Iniziamo il 2015

L’anno 2014 per me è stato molto importante per svariati motivi. Uno di essi è stato il fondare BI young. Incontrai Lorenzo e Stefano ad una riunione politica, ma quella è un’altra storia per un altro momento. Io ero solito fare interventi e mi stupii subito nel vedere che vi erano altri due giovani ragazzi interessati e interessanti. Se ricordo bene parlammo di Città Studi e della grande occasione che rappresenta per Biella.

Dopo la riunione Lorenzo si avvicinò a me e mi chiese se ero interessato a provare a fare qualcosa di nuovo e giovane. All’inizio devo ammettere che ero un attimo diffidente. Non lo conoscevo, avevo solo qualche ricordo di lui che mi appariva sulla bacheca di Facebook taggato in qualche festa studentesca. Con Stefano avevo qualche conoscenza in comune. Quindi era un salto nel buio.

Decisi di fidarmi.

Ci trovammo una mattina a Novembre 2013. Eravamo in sei. Sei giovani volenterosi. Le ragazze sarebbero venute dopo. Iniziammo a incontrarci ogni sabato e a parlare, organizzare. Immaginare un futuro per Biella in cui noi giovani giocassimo una parte importante. Nessuno di noi intendeva e intende chiudersi nella valle e tentare di cambiare il mondo da soli. “Andremo, esploreremo, impareremo e torneremo”…”Ma finchè siamo qui, mettiamoci al lavoro”.

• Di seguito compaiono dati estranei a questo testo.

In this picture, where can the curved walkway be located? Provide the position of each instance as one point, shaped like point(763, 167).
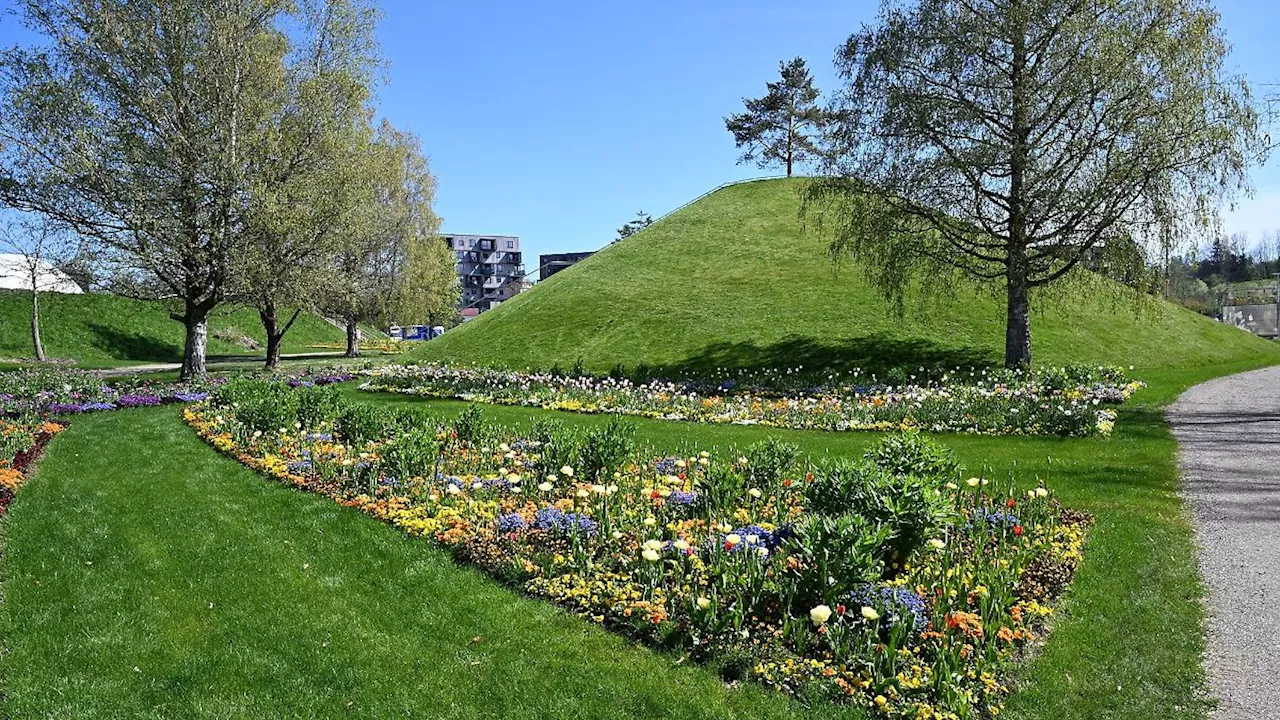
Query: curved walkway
point(1229, 451)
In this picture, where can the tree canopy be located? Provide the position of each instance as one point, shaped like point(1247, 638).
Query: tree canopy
point(1013, 140)
point(782, 126)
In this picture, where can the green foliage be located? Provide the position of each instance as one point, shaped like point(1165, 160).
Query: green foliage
point(914, 454)
point(604, 449)
point(411, 454)
point(837, 552)
point(359, 424)
point(470, 425)
point(769, 460)
point(947, 153)
point(318, 405)
point(557, 446)
point(780, 128)
point(909, 507)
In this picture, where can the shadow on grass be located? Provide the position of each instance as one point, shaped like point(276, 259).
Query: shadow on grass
point(133, 346)
point(871, 354)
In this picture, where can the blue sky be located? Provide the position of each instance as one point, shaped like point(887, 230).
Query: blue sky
point(560, 121)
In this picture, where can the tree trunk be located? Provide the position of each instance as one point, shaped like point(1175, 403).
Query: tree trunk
point(35, 327)
point(352, 340)
point(266, 313)
point(274, 332)
point(1018, 322)
point(193, 359)
point(1018, 328)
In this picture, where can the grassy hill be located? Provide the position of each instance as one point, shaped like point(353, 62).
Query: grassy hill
point(735, 281)
point(108, 329)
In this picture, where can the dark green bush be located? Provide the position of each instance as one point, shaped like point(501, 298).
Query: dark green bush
point(836, 555)
point(606, 447)
point(914, 454)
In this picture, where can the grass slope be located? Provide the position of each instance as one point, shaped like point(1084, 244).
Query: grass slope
point(735, 281)
point(147, 577)
point(108, 329)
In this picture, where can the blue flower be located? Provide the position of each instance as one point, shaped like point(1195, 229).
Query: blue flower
point(511, 523)
point(558, 522)
point(681, 497)
point(892, 604)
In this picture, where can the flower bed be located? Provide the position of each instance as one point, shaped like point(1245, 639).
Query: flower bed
point(1065, 401)
point(21, 441)
point(888, 582)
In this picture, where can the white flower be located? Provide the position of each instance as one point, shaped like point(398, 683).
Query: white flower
point(819, 614)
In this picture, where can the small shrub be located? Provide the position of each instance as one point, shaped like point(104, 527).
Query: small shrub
point(913, 454)
point(318, 405)
point(359, 423)
point(909, 506)
point(604, 449)
point(470, 425)
point(557, 446)
point(836, 556)
point(768, 461)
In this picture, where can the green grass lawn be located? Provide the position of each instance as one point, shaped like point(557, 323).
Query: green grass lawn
point(1129, 642)
point(149, 577)
point(736, 281)
point(106, 331)
point(132, 528)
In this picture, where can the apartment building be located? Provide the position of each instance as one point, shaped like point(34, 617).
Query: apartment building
point(489, 267)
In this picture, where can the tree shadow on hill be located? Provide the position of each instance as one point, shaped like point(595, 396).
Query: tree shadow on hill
point(876, 354)
point(133, 346)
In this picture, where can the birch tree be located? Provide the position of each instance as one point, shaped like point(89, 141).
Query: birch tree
point(1011, 140)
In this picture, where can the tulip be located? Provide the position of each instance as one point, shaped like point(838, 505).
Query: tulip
point(819, 614)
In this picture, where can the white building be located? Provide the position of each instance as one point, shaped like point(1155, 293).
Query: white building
point(14, 274)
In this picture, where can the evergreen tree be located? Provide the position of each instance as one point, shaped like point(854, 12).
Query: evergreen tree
point(780, 127)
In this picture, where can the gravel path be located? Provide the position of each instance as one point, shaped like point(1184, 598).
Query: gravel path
point(1229, 451)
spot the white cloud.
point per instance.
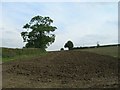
(83, 23)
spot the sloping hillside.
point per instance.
(62, 69)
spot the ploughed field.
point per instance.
(62, 69)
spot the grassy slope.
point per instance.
(9, 54)
(14, 54)
(110, 51)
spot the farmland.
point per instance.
(86, 68)
(110, 51)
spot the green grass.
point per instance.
(9, 54)
(110, 51)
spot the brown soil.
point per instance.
(62, 69)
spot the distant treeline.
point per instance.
(96, 46)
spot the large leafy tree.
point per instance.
(69, 45)
(38, 32)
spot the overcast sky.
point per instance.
(84, 23)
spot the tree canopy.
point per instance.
(38, 32)
(69, 45)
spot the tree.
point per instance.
(69, 45)
(38, 32)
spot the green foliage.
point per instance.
(9, 54)
(39, 32)
(69, 45)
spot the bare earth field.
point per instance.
(64, 69)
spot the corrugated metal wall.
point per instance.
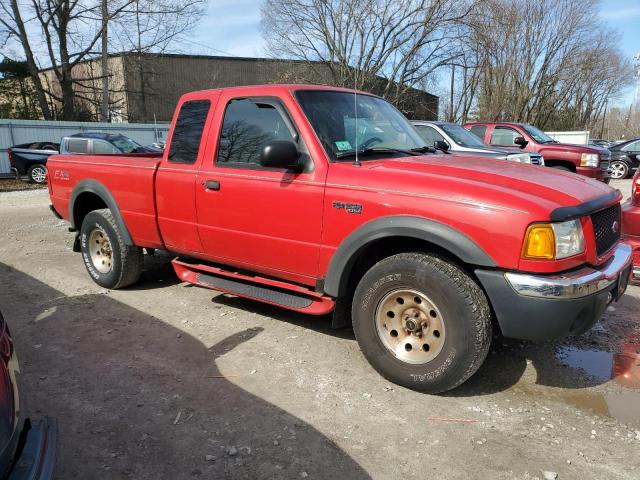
(15, 132)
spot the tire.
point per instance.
(108, 259)
(37, 173)
(619, 170)
(452, 306)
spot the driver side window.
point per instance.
(504, 136)
(248, 125)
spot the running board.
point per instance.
(274, 292)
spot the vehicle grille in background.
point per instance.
(606, 227)
(605, 161)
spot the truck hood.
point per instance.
(508, 184)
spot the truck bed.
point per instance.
(117, 173)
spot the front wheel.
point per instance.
(109, 260)
(619, 170)
(421, 322)
(38, 173)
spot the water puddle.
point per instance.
(622, 368)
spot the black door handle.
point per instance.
(212, 185)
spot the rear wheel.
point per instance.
(108, 259)
(619, 170)
(421, 322)
(38, 173)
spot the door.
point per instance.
(176, 176)
(264, 219)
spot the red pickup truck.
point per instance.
(585, 160)
(631, 226)
(325, 200)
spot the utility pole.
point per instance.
(104, 110)
(453, 80)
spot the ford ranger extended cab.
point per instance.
(325, 200)
(590, 161)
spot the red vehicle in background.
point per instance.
(589, 161)
(631, 226)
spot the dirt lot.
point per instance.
(164, 380)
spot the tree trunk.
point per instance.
(31, 63)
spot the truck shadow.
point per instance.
(507, 362)
(138, 398)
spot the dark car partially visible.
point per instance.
(625, 158)
(31, 159)
(27, 447)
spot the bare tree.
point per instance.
(387, 46)
(70, 31)
(548, 62)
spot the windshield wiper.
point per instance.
(376, 150)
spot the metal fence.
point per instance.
(16, 132)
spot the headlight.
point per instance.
(553, 241)
(589, 160)
(519, 157)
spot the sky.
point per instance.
(232, 27)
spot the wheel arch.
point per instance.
(399, 233)
(89, 195)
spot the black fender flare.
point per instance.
(93, 186)
(437, 233)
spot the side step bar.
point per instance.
(274, 292)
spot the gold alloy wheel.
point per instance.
(410, 326)
(101, 252)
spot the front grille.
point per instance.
(606, 227)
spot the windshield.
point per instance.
(379, 124)
(124, 144)
(461, 136)
(537, 134)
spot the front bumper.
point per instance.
(37, 451)
(543, 307)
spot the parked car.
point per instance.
(93, 143)
(451, 137)
(589, 161)
(631, 225)
(262, 193)
(625, 158)
(27, 447)
(31, 159)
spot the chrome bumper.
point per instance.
(575, 284)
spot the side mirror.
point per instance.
(521, 141)
(280, 154)
(441, 145)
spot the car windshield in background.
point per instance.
(124, 144)
(461, 136)
(537, 134)
(379, 126)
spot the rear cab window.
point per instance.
(504, 136)
(187, 133)
(78, 145)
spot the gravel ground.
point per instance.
(164, 380)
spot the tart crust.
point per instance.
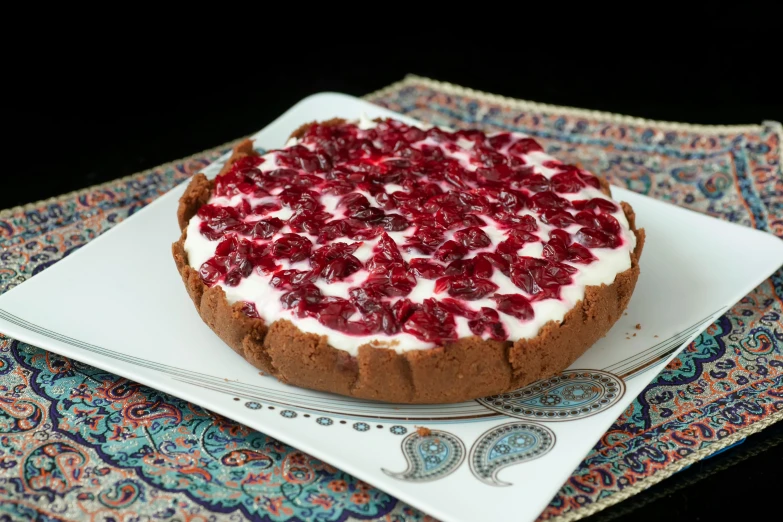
(462, 370)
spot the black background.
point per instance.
(92, 110)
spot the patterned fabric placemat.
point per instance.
(63, 423)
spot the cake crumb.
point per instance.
(423, 432)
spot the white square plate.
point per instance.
(119, 304)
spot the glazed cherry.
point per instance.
(450, 251)
(292, 246)
(472, 238)
(426, 268)
(430, 204)
(431, 328)
(469, 288)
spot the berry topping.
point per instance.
(349, 226)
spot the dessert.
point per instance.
(386, 261)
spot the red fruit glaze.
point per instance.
(300, 215)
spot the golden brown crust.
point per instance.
(466, 369)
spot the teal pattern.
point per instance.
(430, 456)
(571, 395)
(508, 445)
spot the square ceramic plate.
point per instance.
(119, 304)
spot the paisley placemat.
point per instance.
(63, 423)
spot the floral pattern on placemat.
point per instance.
(77, 442)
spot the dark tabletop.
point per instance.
(109, 118)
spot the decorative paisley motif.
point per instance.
(118, 390)
(146, 412)
(18, 415)
(243, 457)
(5, 364)
(430, 457)
(572, 394)
(120, 495)
(53, 469)
(507, 445)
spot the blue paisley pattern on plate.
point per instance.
(508, 445)
(573, 394)
(727, 380)
(430, 457)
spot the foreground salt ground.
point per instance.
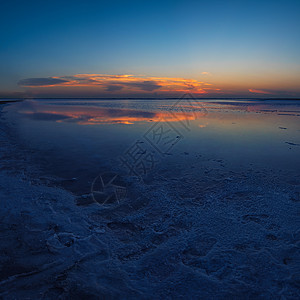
(233, 235)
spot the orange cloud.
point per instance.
(120, 83)
(259, 91)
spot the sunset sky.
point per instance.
(150, 48)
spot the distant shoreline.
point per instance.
(4, 100)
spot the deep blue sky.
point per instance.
(242, 44)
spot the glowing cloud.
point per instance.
(120, 83)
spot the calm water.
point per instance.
(83, 138)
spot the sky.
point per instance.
(150, 48)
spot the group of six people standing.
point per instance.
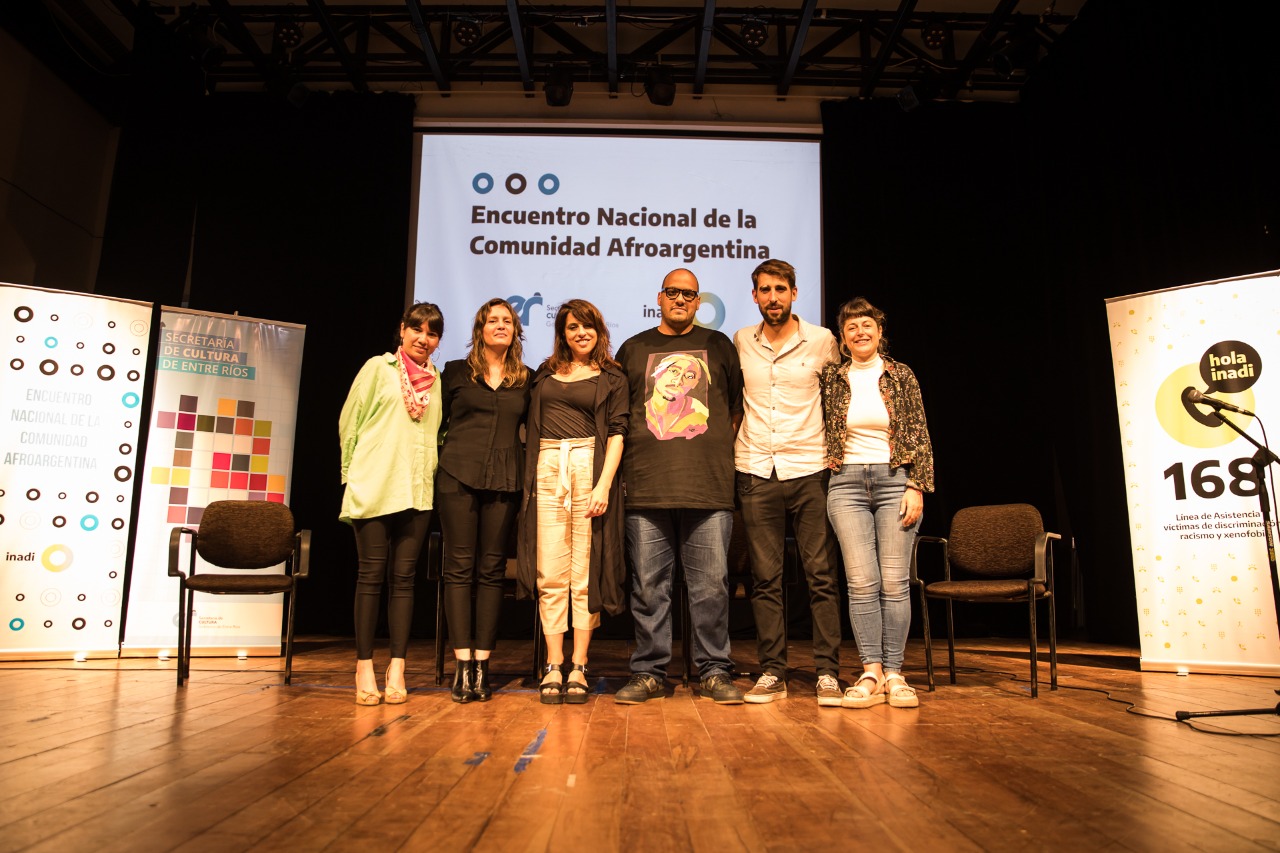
(641, 459)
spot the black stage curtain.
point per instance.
(1139, 158)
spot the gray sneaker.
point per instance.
(828, 692)
(721, 689)
(641, 688)
(769, 688)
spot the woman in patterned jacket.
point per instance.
(882, 463)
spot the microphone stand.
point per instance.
(1262, 459)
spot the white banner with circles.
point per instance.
(1191, 363)
(71, 414)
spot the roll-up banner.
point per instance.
(223, 420)
(1200, 551)
(71, 414)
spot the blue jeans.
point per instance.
(702, 539)
(863, 506)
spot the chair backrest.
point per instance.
(995, 541)
(246, 534)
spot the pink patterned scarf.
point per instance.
(416, 384)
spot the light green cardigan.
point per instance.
(388, 459)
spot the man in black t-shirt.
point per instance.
(677, 471)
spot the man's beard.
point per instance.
(782, 319)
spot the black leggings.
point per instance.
(388, 547)
(476, 525)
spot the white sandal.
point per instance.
(864, 697)
(900, 693)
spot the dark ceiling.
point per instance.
(955, 50)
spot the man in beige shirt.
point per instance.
(781, 477)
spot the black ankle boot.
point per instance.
(480, 682)
(464, 682)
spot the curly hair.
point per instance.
(513, 370)
(590, 316)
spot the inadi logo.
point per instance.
(1228, 372)
(524, 305)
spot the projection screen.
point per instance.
(542, 218)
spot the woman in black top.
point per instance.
(571, 536)
(478, 486)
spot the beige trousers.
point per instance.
(563, 487)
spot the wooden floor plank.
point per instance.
(114, 756)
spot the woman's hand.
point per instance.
(599, 501)
(912, 506)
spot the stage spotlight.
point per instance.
(659, 87)
(754, 31)
(935, 36)
(287, 33)
(1019, 53)
(558, 87)
(467, 32)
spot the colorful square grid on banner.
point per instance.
(220, 454)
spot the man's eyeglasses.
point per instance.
(672, 292)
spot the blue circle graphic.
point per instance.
(717, 305)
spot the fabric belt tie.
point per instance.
(566, 447)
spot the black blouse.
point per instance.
(481, 429)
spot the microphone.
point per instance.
(1198, 397)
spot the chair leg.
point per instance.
(182, 628)
(1052, 643)
(928, 642)
(951, 642)
(288, 642)
(184, 661)
(1031, 603)
(439, 630)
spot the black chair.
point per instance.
(992, 555)
(435, 571)
(248, 538)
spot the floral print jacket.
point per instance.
(908, 433)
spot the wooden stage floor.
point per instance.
(113, 756)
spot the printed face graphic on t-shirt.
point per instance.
(677, 395)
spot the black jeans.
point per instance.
(476, 528)
(388, 547)
(766, 505)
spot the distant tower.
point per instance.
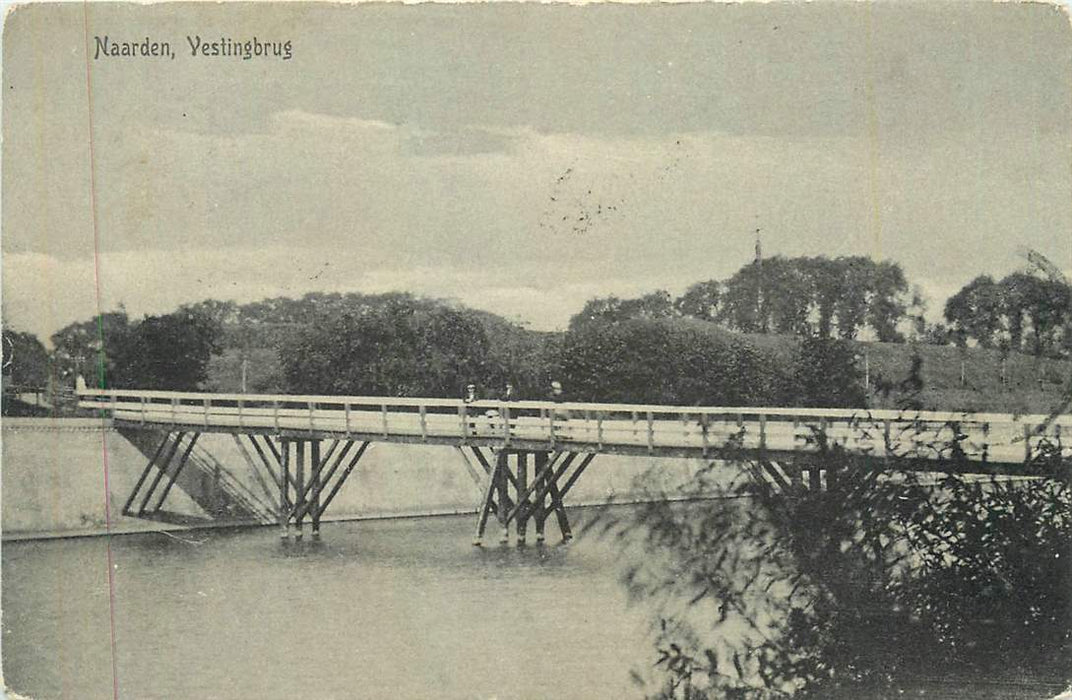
(761, 316)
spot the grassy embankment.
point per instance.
(1032, 385)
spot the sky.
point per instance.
(522, 158)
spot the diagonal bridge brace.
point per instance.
(529, 501)
(285, 465)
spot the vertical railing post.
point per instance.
(704, 425)
(506, 425)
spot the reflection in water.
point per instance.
(400, 609)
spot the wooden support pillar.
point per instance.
(315, 506)
(502, 468)
(539, 508)
(284, 487)
(178, 470)
(145, 473)
(299, 488)
(163, 470)
(522, 485)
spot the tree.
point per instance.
(87, 347)
(888, 308)
(976, 311)
(166, 353)
(402, 347)
(25, 360)
(700, 300)
(613, 310)
(666, 361)
(825, 374)
(741, 301)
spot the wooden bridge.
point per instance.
(330, 434)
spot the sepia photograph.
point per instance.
(527, 351)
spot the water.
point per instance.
(378, 609)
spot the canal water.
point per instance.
(377, 609)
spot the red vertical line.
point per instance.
(100, 332)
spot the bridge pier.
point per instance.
(298, 499)
(512, 497)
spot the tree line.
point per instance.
(655, 348)
(1021, 312)
(804, 296)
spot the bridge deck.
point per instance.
(984, 438)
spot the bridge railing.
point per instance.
(998, 437)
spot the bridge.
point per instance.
(302, 448)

Venne il momento di costituirsi come associazione per il nostro primo evento “It’s my life” che vedrà il sette febbraio la sua seconda edizione. Il resto, che dire, è abbastanza storia.

Come ogni persona della mia età sono in quella fase della vita in cui mi sto preparando per fare qualcosa “da grande” ma ho ben chiaro cosa fare qui ed ora. Una certezza è che faccio parte di BI young e intendo continuare a farne parte. Siamo una associazione di giovani che intende cambiare Biella. Un obbiettivo arrogante e sprezzante del periodo storico che ci troviamo a vivere. Ne siamo consapevoli e portiamo alta questa consapevolezza.

BI young mi permette di avere un impatto che da solo non avrei. Le ragazze e i ragazzi di BiYoung sono persone diverse, eterogenee che però ci tengono a questo spazio sulla terra. Il tempo che ci è concesso è giusto che venga impiegato anche nel darsi all’altro e noi ci stiamo provando. Noi vogliamo persone che ci credano, ne abbiamo bisogno.

In conclusione vorrei citare una storia. Alex era una bambina americana. Ammalata di cancro fin dal suo primo anno di vita, a quattro anni decise di fare una di quelle attività che vediamo sempre nei telefilm: aprire un “Lemonade Stand”. Solo che i proventi sarebbero andati al suo ospedale. Il primo giorno raccolse $2000. Nel giro di 3 anni la notizia fece il giro degli Stati Uniti, e arrivò a raccogliere più di un milione di $ per la ricerca contro il cancro. Purtroppo a 8 anni lasciò la terra, certa di aver lasciato un segno importante. La sua associazione (http://www.alexslemonade.org/about/meet-alex) è operativa ancora oggi.

Non importa quanto tempo ci viene concesso. Se vogliamo possiamo fare la differenza. BI young ha bisogno di tutti. Da un semplice like alla pagina all’entrare e diventare parte del cambiamento. Noi ci siamo, e voi?